Native plant garden hopes to provide place of refuge for pollinators at public library site

By Allan Bradbury
Staff Writer
abradbury@fortfrances.com

Local gardeners are working together to provide native plants suitable for the pollinators in the region to feed on as they pursue their migratory patterns.

Lindsay Hamilton is a local gardener and member of the Rainy River District Stewardship (RRDS). She is part of the group that has planted a native plant garden behind the Fort Frances Public Library Technology Centre (FFPLTC).

The small patch amid the field behind the library is surrounded by concrete and has had flowers popping up throughout the spring and as the summer progresses.

“All of these plants are considered native plant species to North America,” Hamilton said, showing off the garden. “You can get really into it and get into native plants specific to ecoregion. But if you’re going to start out, you don’t want to intimidate people to think specific.”

Hamilton got into the idea of native plant gardens as part of the David Suzuki Butterflyway project. “The Butterflyway Project is a citizen-led movement growing highways of habitat for bees and butterflies across Canada.”

There are a few principles to follow when planting these native plant gardens to make them the best fit for the pollinators they’re meant to help, according to Hamilton.

“The idea when you’re planting native plants is that right from the beginning of the winter melt into early springtime you have a continuous some type of habitat and some type of food source and mating source because that’s when pollinators start to emerge,” she said. “So when you’re planning a native plant species garden, you need think about the entire season and having a blossom throughout or having food source throughout all the way into the first frost,”

Some pollinators need to feed early in the growing season. Hamilton described the behaviour of the Mourning Cloak Butterfly which actually hibernates.

“There is a butterfly called the Mourning Cloak Butterfly, they actually hide behind the bark. They emerge really, really early like before the snow melts and they [feed on] birch nectar or the birch water that runs, and the earliest sort of spring buds on a birch tree so they’re pollinators not just the plants, but they also like trees are a big source of their support system as well,” she said.

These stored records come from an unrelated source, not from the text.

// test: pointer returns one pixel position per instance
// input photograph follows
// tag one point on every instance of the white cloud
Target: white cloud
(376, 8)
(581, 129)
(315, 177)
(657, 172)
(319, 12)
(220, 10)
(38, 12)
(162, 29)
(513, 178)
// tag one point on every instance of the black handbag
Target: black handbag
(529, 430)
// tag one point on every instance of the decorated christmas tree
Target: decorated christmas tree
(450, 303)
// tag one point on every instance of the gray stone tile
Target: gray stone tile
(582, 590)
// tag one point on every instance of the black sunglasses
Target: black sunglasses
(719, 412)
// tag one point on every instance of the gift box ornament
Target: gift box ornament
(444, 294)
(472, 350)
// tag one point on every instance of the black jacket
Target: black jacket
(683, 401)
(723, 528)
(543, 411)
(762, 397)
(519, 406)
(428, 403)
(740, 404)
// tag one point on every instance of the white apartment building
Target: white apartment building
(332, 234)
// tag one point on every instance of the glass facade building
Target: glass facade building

The garden on the Second St. side of the library is in addition to the other work that RRDS does with the FFPLTC. They’ve partnered together to plant the trees at the back of the library property which Hamilton says are all native plants to the area. Given that the RRDS already has the tree project near the library it made sense for them to work on the garden in the same area.

To have a pollinator friendly garden or even small patch in an existing garden, it doesn’t take a lot of space. For Hamilton the biggest challenge was getting the plants to grow from seeds in the right conditions.

“So the most challenging piece that I’ve found so far is that native plants growing from seeds is difficult because most native plant species, to start from seed, need something called cold stratification. So you either need to plant your seeds in the fall so that they get cold enough, they have to have a certain amount of time at a certain sub zero level,” Hamilton said.

She says she tried to cold stratify a few seeds in a milk jug over last winter but the erratic temperatures last winter didn’t seem to do the trick. Many of the plants in the patch behind the library are transplants from other gardens.

“A lot of these, I think the crew that we had planting had these already established in their garden, and these are actually transplants, and they seem to establish better,” she said. “The thing about native plant species gardens too, is that they will thrive on their own, they take barely any upkeep because they’re meant to be here, they want to be here so they thrive and they don’t need a lot of watering or soil alteration, if anything some of them will thrive on neglect.”

Some of the flowers in the garden patch behind the library are Canadian Anemones, Black Eyed Susans, Sage, Bee Balm/Wild Bergamot, Milkweed, Yarrow, Echinacea and Blazing Stars, among others.

There are a lot of other options to include in a native plant garden and prospective gardeners should look into the options for themselves.

Hamilton’s hope is for the Fort Frances area to become a Butterflyway. Which means there are 12 or more pollinator-friendly garden patches registered with the project in close proximity.